Knowledgeable or Educated Guess? Revisiting Language Models as Knowledge Bases
This challenges the assumption that pre-trained language models can be used as factual knowledge bases, which is important for researchers and practitioners in NLP and knowledge representation.
The paper investigates how masked language models (MLMs) like BERT extract factual knowledge, finding that their previously reported competitive performance largely stems from biased prompts overfitting dataset artifacts rather than genuine knowledge, and strongly questions whether current MLMs can serve as reliable knowledge bases.

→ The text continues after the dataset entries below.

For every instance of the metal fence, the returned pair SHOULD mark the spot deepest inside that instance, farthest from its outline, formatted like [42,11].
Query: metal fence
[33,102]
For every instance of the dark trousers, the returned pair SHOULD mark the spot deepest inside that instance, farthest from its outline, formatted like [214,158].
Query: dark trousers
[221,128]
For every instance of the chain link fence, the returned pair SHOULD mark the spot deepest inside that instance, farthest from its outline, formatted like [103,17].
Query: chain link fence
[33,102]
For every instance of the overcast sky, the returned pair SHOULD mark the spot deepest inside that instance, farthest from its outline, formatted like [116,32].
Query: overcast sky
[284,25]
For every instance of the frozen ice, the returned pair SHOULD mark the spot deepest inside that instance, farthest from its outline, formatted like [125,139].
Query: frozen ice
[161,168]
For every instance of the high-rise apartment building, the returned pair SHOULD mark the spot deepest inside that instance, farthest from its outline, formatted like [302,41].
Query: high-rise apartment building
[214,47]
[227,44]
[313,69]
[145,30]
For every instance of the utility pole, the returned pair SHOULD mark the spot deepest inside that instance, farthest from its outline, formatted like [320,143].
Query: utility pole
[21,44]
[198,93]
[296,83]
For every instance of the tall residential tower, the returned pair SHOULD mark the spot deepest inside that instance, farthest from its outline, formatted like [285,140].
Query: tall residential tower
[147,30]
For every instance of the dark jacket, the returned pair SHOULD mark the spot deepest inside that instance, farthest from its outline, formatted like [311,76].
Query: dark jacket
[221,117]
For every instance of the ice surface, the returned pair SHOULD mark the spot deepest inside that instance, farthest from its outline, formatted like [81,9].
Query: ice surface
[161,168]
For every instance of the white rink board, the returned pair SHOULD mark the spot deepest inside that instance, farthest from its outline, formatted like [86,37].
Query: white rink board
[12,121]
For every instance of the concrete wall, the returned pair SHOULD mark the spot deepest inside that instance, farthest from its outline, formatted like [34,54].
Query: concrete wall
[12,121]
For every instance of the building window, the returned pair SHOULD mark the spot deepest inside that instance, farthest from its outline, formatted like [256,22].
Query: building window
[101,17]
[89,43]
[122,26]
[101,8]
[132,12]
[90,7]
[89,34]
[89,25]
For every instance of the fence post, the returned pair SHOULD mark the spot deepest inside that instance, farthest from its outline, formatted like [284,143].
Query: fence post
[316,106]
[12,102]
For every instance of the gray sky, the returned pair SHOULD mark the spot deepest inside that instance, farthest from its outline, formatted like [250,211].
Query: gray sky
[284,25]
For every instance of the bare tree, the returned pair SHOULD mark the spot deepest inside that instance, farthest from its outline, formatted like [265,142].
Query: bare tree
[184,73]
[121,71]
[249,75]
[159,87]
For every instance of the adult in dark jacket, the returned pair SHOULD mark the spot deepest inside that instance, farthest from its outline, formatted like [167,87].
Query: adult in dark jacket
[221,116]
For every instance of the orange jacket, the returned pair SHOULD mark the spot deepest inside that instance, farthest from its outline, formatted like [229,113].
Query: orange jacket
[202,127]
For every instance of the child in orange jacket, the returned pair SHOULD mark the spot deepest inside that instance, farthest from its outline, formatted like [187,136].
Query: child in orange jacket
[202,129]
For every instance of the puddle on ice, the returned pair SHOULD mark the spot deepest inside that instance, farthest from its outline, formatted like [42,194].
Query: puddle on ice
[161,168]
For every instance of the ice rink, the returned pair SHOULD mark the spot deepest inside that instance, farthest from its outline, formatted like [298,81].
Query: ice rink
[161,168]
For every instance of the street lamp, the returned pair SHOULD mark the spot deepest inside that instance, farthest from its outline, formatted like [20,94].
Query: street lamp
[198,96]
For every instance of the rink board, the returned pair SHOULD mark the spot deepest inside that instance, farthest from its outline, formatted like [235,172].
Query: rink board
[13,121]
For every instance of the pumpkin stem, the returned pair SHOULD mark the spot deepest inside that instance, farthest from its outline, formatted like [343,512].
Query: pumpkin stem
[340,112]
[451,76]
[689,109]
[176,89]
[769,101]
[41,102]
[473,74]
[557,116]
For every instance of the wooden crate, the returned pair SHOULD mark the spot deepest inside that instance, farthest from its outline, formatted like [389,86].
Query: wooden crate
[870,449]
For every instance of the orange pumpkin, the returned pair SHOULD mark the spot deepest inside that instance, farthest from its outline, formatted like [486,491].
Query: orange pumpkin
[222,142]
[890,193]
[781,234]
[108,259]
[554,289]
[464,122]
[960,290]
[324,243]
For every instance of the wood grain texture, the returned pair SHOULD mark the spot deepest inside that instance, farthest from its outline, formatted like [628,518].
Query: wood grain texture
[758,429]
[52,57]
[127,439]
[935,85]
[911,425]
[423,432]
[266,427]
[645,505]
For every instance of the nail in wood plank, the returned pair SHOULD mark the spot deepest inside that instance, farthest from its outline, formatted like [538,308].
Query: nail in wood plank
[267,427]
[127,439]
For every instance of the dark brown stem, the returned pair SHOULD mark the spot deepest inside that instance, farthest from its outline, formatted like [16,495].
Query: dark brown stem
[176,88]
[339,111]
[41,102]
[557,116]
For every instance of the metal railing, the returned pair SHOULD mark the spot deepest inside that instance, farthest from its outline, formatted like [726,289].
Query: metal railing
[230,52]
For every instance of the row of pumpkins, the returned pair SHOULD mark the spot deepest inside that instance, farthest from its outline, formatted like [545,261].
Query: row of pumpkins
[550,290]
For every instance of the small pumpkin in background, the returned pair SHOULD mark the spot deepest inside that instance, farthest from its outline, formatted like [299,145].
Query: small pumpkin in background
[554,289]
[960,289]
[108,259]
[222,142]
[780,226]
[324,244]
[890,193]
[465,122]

Previous literatures show that pre-trained masked language models (MLMs) such as BERT can achieve competitive factual knowledge extraction performance on some datasets, indicating that MLMs can potentially be a reliable knowledge source. In this paper, we conduct a rigorous study to explore the underlying predicting mechanisms of MLMs over different extraction paradigms. By investigating the behaviors of MLMs, we find that previous decent performance mainly owes to the biased prompts which overfit dataset artifacts. Furthermore, incorporating illustrative cases and external contexts improve knowledge prediction mainly due to entity type guidance and golden answer leakage. Our findings shed light on the underlying predicting mechanisms of MLMs, and strongly question the previous conclusion that current MLMs can potentially serve as reliable factual knowledge bases.